NOTE: RE2 does not support constructs for which only backtracking solutions are known to exist. Thus, backreferences and look-around assertions are not supported! As a result, I can't put my logic for identifying movie names / proper nouns into tf.regex_replace(...).
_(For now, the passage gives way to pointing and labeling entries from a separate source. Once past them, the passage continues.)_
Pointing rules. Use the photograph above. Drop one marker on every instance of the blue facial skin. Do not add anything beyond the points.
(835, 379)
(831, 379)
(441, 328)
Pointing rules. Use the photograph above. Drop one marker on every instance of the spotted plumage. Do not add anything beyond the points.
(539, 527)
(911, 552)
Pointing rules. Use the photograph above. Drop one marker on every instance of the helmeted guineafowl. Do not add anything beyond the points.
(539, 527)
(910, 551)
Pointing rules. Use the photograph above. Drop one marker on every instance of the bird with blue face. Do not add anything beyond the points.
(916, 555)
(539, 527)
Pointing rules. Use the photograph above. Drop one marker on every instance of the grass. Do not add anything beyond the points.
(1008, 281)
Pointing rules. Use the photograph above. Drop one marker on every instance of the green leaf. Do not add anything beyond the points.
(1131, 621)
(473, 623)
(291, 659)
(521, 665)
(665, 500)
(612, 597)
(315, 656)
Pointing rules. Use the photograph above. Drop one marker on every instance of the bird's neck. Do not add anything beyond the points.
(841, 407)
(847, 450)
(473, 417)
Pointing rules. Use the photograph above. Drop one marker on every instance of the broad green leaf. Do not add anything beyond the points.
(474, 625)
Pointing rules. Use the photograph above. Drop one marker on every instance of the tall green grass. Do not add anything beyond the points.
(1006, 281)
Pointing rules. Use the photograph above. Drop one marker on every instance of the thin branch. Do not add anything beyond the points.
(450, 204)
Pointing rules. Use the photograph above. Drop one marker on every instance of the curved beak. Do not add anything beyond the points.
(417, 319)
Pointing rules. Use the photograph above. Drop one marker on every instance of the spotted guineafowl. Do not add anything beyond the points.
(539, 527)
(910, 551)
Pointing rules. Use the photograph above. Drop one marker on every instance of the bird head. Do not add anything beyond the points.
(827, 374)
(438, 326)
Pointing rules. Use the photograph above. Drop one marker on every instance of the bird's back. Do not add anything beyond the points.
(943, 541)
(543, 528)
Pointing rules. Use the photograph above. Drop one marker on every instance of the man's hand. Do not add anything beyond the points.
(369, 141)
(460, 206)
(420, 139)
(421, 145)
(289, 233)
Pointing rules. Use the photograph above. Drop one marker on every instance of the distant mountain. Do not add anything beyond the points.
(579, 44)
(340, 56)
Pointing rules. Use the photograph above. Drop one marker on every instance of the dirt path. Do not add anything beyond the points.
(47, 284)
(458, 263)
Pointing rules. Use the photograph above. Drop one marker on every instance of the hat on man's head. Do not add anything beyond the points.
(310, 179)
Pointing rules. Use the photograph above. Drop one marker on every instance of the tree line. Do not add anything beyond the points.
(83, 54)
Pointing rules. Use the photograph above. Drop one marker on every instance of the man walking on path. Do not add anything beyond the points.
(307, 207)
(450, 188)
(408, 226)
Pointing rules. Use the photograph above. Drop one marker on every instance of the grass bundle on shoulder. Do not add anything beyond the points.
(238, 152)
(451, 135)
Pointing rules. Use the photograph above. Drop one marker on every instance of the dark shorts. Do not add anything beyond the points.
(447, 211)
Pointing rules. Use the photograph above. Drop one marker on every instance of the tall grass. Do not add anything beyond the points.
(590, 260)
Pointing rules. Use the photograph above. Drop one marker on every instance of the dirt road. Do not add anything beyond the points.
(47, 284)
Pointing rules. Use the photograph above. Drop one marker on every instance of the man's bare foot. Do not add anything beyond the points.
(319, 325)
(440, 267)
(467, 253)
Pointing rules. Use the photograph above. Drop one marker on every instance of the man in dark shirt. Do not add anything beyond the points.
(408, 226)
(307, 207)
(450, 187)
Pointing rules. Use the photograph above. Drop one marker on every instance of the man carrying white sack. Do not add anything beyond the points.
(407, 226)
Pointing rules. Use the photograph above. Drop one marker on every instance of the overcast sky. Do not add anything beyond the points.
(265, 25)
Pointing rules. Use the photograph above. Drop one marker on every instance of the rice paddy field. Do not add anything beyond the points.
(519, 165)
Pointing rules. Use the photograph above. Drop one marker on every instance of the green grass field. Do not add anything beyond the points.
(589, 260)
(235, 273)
While I have found tf.Transform super-useful, we are still constrained by preprocessing that can be done with native TF ops! tf.py_func lets you insert a Python function as a TF op. However, a documented limitation is that it is not serialized in the GraphDef, so it cannot be used for serving, which requires serializing the model and restoring in a different environment. This has prevended me from doing more complicated text preprocessing steps like Porter stemming. Nevertheless, I still love tf.Transform, an unsung hero of the TF ecosystem!